The Commonwealth Heads of Government (CHOGM) meeting in London in April is expected to be the most ground-breaking summit for the bloc of 53 nations.
When Narendra Modi arrives for the Commonwealth Heads of Government (CHOGM) meeting in London in April, he will be aware of the significance of his very presence at the summit. It will mark the first visit by an Indian Prime Minister to CHOGM since Trinidad and Tobago in 2010, with Indian leaders having given summits in Perth, Colombo and Malta a miss.
This omission was no coincidence but indicative of the “benign neglect” the grouping has suffered from in the past, in the words of the Indian High Commissioner to the UK, Y.K. Sinha.
“It is time to look at how the Commonwealth can be revived. It is important for the UK as it leaves the European Union (EU). The time has come to give the Commonwealth a particular focus and make it meaningful for member-states; not just an old boys' club to discuss shared legacies, we have to be forward-looking,” Sinha says, a perspective echoed in the preliminary programme of the summit itself.
Some of the base sessions to take place will be characterised around “The World We Want to See; The People We Want to Be” to deliberate on what the Commonwealth of the future should look like and what it should be doing. “The Future of Work: Skilling Tomorrow's Economy” will analyse the role of technology in creating opportunities for more inclusive employment, while sector-specific sessions will focus on new models of healthcare, steps to future-proof the maritime industry, the future of off-grid energy and sustainability of food production.
With Brexit in the UK and increasingly protectionist tendencies flowing out of the US, a redefining of trade practices is inevitable. CHOGM will grapple with some of the toughest questions around the issue of global trade, with a deeper look into whether cities are now more relevant than countries in driving trade and investment.
The scope for collaborations between the 53 countries - recently enhanced from 52 with the re-admittance of Gambia into the fold - is acknowledged as tremendous. India, as one of the world's fastest growing economies and with a massive youth dividend in terms of its population, has been pitched as the natural new leader within a more result-oriented Commonwealth. Intra-Commonwealth trade currently accounts for around $800 billion and, given the scale and scope of some of the economies within the bloc, the $1-trillion target set for 2020 is not overly ambitious.
Among the drivers of increased intra-Commonwealth trade and investment flows is a so-called “Commonwealth effect”, whereby trade between Commonwealth members is on average 20 per cent higher and trade costs are 19 per cent lower compared with trading between other partners. Therefore, the potential to hike intra-Commonwealth trade by hundreds of billions of dollars with regard to increased trading opportunities with developing country members is enormous.

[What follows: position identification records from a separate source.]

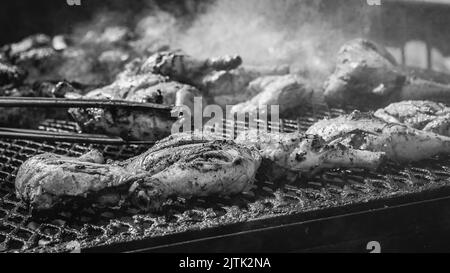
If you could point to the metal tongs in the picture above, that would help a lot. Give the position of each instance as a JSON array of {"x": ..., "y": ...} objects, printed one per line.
[{"x": 40, "y": 135}]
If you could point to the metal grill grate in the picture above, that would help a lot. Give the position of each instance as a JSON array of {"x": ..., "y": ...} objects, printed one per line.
[{"x": 88, "y": 228}]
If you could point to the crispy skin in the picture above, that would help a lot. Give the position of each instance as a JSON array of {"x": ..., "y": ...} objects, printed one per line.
[
  {"x": 185, "y": 165},
  {"x": 135, "y": 85},
  {"x": 422, "y": 115},
  {"x": 364, "y": 131},
  {"x": 289, "y": 92},
  {"x": 186, "y": 69},
  {"x": 367, "y": 75},
  {"x": 286, "y": 155}
]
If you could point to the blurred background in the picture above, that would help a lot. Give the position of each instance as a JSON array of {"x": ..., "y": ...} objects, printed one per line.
[{"x": 305, "y": 33}]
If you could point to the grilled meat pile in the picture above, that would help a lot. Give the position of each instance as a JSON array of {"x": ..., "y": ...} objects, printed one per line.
[
  {"x": 135, "y": 84},
  {"x": 288, "y": 155},
  {"x": 398, "y": 142},
  {"x": 290, "y": 92},
  {"x": 184, "y": 165},
  {"x": 367, "y": 75},
  {"x": 422, "y": 115}
]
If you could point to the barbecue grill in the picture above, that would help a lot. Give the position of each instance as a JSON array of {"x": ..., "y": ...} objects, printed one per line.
[
  {"x": 335, "y": 210},
  {"x": 334, "y": 207}
]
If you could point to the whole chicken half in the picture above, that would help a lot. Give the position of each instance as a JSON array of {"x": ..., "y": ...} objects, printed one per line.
[
  {"x": 398, "y": 142},
  {"x": 182, "y": 165},
  {"x": 288, "y": 155},
  {"x": 424, "y": 115}
]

The Commonwealth is widely dispersed across the globe, with member-countries having attained very different levels of economic development. This leads many observers to overlook Commonwealth members as natural trading partners. Most Commonwealth countries have also become active in their own natural regional trading clubs, which involve non-Commonwealth countries.
Yet, there are significant gains to be made from closer cooperation with and integration into the Commonwealth. Historical ties, long-established trading relations, familiar administrative and legal systems, the use of largely one language as the means of communicating with foreign partners and large and dynamic diasporic communities all tend to suggest the association can boost trade and investment flows and economic cooperation. This view has been endorsed during past CHOGM summits, held every two years, but has lacked sufficient vigour to pursue that goal.

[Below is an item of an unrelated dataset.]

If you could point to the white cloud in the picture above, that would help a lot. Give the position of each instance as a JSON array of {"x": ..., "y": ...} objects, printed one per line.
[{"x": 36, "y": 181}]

As highlighted in a report by UK-based think tank Open Europe last year, Britain can make up for any export loss as it exits the EU by building on under-developed links with Commonwealth countries like India and making it a priority in its trade negotiations.
“There's little point making policy looking at just today's world. According to projections, Germany's GDP will grow by 14 per cent between 2017 and 2030. Over the same period India's is expected to more than double,” it pointed out.
“English is a lingua franca for India... The task of the government is to seize the opportunity of Brexit to draw fully on our comparative advantages, the English language, the common law system, the status of the UK judiciary and legal system, the UK's security, development and defence reach, our world-class universities, our innovation and science,” it added.
It is now an oft-repeated point that Britain is not yet free to negotiate any individual free trade agreements with countries of the Commonwealth, but that has not prevented it from wooing some of these attractive markets with the wider concept of “breaking down trade barriers”.
Against this backdrop, CHOGM offers Britain - as the host of this year's summit - the ideal playing field to lay out its wares for the rest of the world and convince all the players of its “Global Britain” vision.
Modi's visit for the summit will coincide with a bilateral meeting with his British counterpart, Theresa May, and be closely watched for the nature and value of the deals that are struck. While CHOGM provides the excuse for the latest round of bonhomie between the two countries, issues around mobility of Indian students and professionals are unlikely to be overlooked by an increasingly assertive India.
The message at the heart of the deliberations will have to be around a mutually beneficial arrangement, as part of which the UK and India can strike a partnership of equals to make a real impact in the development of some of the weaker economies of the Commonwealth.
But the fact that the Commonwealth must play a more active role in striking such partnerships for the future will be a point of agreement all round.